Issues on the doorstep include regeneration in Nelson, Colne and Brierfield, concerns over phone masts in Nelson, as well as council tax, rubbish collection and the environment.
The council's current make-up is 26 Lib Dems, 13 Conservatives, five Labour, three independents and one BNP.
Although it is unlikely that control of Pendle Council will pass to any other party, the council's area committee system means changes in one or two wards could mean different parties dominating initial decision-making in different areas.
The Lib Dems, and council leader Alan Davies, could easily lose their power over initial decision-making in Nelson.
At the moment the Lib Dems in Nelson only have a one-member overall majority on the town's area committee, and have lost debates in the chamber after Kathleen Shore, who is defending her seat in Clover Hill, broke away to sit independently.

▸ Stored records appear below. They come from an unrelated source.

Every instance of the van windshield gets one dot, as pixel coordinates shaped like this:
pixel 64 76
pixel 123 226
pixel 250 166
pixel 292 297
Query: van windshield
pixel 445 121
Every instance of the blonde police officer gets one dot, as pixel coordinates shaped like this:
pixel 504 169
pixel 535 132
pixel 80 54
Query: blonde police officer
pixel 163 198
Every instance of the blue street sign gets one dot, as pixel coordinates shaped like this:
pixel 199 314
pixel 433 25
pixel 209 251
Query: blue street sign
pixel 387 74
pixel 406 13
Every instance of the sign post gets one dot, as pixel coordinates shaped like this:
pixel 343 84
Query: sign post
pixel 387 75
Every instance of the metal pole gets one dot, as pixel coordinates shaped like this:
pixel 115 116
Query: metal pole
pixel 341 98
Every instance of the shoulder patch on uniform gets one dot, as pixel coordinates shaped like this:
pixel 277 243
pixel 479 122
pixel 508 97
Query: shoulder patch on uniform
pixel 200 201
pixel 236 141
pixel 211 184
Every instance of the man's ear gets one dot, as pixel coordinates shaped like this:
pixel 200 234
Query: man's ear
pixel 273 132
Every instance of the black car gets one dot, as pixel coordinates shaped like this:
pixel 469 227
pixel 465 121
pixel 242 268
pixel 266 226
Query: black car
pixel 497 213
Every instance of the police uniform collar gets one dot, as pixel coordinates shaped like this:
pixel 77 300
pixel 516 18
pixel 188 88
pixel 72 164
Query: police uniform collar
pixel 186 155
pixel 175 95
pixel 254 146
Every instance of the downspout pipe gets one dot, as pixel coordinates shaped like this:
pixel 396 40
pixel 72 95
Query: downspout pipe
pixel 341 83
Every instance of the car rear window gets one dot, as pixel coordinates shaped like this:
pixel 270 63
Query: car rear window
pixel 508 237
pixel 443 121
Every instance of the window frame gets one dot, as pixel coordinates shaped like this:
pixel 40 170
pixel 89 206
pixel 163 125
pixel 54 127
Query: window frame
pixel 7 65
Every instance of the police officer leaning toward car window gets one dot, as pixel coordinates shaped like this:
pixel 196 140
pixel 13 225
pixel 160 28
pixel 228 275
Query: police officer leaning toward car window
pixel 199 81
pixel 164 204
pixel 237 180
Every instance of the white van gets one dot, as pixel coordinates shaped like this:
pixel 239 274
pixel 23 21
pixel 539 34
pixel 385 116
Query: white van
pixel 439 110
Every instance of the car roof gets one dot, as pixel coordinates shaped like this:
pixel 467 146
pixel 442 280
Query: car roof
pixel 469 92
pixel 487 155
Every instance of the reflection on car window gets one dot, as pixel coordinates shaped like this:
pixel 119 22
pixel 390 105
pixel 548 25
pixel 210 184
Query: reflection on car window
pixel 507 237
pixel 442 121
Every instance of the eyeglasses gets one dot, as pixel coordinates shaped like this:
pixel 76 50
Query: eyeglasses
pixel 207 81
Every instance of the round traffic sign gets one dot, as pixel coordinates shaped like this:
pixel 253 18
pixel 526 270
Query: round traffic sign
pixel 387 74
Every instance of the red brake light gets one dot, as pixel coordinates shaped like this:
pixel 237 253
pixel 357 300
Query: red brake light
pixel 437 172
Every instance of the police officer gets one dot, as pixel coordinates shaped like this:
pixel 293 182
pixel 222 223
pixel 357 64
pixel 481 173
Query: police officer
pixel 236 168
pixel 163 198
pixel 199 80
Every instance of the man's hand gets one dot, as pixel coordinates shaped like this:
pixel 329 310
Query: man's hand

The Clover Hill seat is contested by six different candidates, and so is Colne's Waterside, where sitting candidate Ian Robinson also left the Lib Dems this year to go Independent.
A total of 64 people are competing for the 17 seats available, which are held at the moment by eight Liberal Democrats, six Conservatives and three independents.
The Labour Party, led by Mohammed Iqbal is hoping to gain seats from the Liberal Democrats, calling this a "referendum" on the party's performance after three years, but will have few chances for giant-killing.
But there could be an upset if the man already nominated to be the next mayor of Pendle, Councillor Alan Buck, is defeated in Coates, Barnoldswick.
Already-nominated deputy mayor Shelagh Derwent will also fight to keep her seat, in Blacko and Higherford.